Komisi Pemberantasan Korupsi saat ini tengah melakukan kajian pengelolaan data di Kementerian Sosial. KPK mendorong Kemensos untuk melakukan integrasi data

WowKeren - Komisi Pemberantasan Korupsi menemukan persoalan utama terkait penyaluran bantuan sosial (bansos). Menurut KPK, yang menjadi persoalan mendasar sampai saat ini adalah akurasi data penerima bantuan.

Akurasi ini tak hanya terkait kualitas data penerima bantuan namun juga transparansi data beserta pemutakhiran data. Akibat kurang adanya akurasi data ini, bansos yang disalurkan menjadi kurang tepat sasaran. Bahkan tak jarang terjadi tumpang tindih.

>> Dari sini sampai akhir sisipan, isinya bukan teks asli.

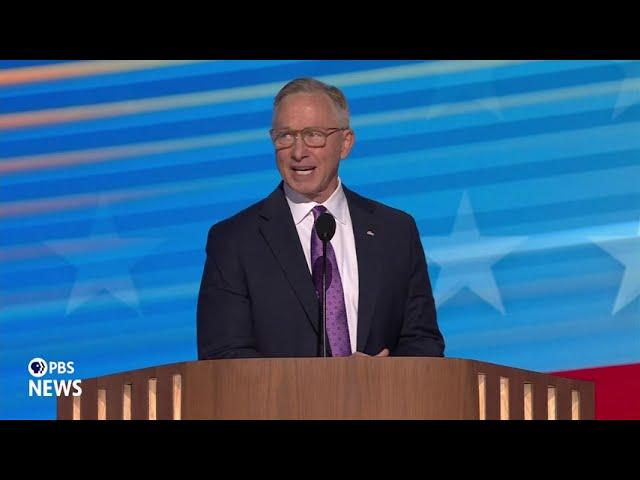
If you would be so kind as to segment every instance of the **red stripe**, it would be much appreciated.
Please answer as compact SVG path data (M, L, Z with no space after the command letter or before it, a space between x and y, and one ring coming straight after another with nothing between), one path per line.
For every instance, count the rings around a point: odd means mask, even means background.
M594 382L597 420L640 420L640 363L550 374Z

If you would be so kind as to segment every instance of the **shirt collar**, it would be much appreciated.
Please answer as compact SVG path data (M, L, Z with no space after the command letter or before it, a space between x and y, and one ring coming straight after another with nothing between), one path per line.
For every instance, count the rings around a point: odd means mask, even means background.
M304 195L301 195L289 187L286 182L284 182L284 193L287 198L289 208L291 209L291 214L293 215L293 221L296 225L303 221L316 205L324 205L338 222L343 225L347 224L347 219L349 218L349 207L347 205L347 197L344 194L340 177L338 177L338 187L323 203L317 203L309 200Z

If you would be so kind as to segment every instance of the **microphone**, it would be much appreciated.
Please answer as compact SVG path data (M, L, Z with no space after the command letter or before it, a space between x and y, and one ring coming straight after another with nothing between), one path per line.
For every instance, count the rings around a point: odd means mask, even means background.
M336 220L330 213L318 216L316 233L322 241L322 356L327 356L327 242L336 233Z

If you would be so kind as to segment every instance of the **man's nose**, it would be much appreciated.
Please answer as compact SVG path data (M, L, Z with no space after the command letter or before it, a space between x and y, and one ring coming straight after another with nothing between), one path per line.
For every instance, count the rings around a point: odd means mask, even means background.
M302 160L305 156L307 146L302 140L302 135L298 134L293 137L293 146L291 147L291 157L294 160Z

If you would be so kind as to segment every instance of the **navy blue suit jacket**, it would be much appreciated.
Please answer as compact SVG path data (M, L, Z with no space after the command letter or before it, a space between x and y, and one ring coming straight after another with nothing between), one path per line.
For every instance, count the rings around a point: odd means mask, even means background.
M443 356L415 221L343 188L358 257L357 350ZM199 359L320 355L320 304L282 183L211 227L197 316Z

"Rendahnya kualitas dan transparansi data berdasarkan keluhan yang masuk ke aplikasi JAGA Bansos mengakibatkan permasalahan dalam penyaluran bansos." kata Plt Juru Bicara KPK Bidang Pencegahan Ipi Maryati Kuding seperti dilansir Antara, Selasa (8/12). "Seperti tidak tepat sasaran, tumpang tindih serta tidak transparan."

Berdasarkan data per 9 November, dari 1.650 keluhan yang masuk, paling banyak dilaporkan adalah masyarakat merasa tidak menerima bantuan meski sudah didata. Yang mana hal ini terjadi di 730 kelurahan.


Menurut Ipi yang mendasari persoalan ini adalah masalah data. Data yang tersedia masih belum dimutakhirkan sesuai data kependudukan.

"Permasalahan tersebut berpangkal dari masalah pendataan," lanjutnya menjelaskan. "Salah satunya DTKS (Data Terpadu Kesejahteraan Sosial (DTKS) yang tidak padan data NIK (Nomor Induk Kependudukan) dan tidak terbarui sesuai data kependudukan serta minimnya informasi tentang penerima bantuan."

Oleh sebab itu, KPK saat ini tengah melakukan kajian pengelolaan data di Kementerian Sosial. KPK mendorong Kemensos untuk mengintegrasikan data yang berbeda di kedua Dirjen internalnya.

KPK juga menyoroti masih lemahnya integrasi data pusat dengan daerah. "Selain itu, integrasi data Kemensos dengan data daerah, data hasil pendataan Kementerian Desa PDTT, data penerima bantuan iuran pada BPJS Kesehatan masih lemah," tuturnya.

KPK menilai ada masalah lain yang berpotensi rawan dalam penyelenggaraan bansos. Yakni dalam proses belanja barang, distribusi, dan pengawasan bansos itu sendiri. Dalam proses pengadaan barang rawan terjadi gratifikasi. "Dalam pengadaan barang, KPK juga memitigasi potensi timbulnya gratifikasi atau penyuapan dalam pemilihan penyedia/vendor tertentu untuk penyaluran bansos," lanjutnya.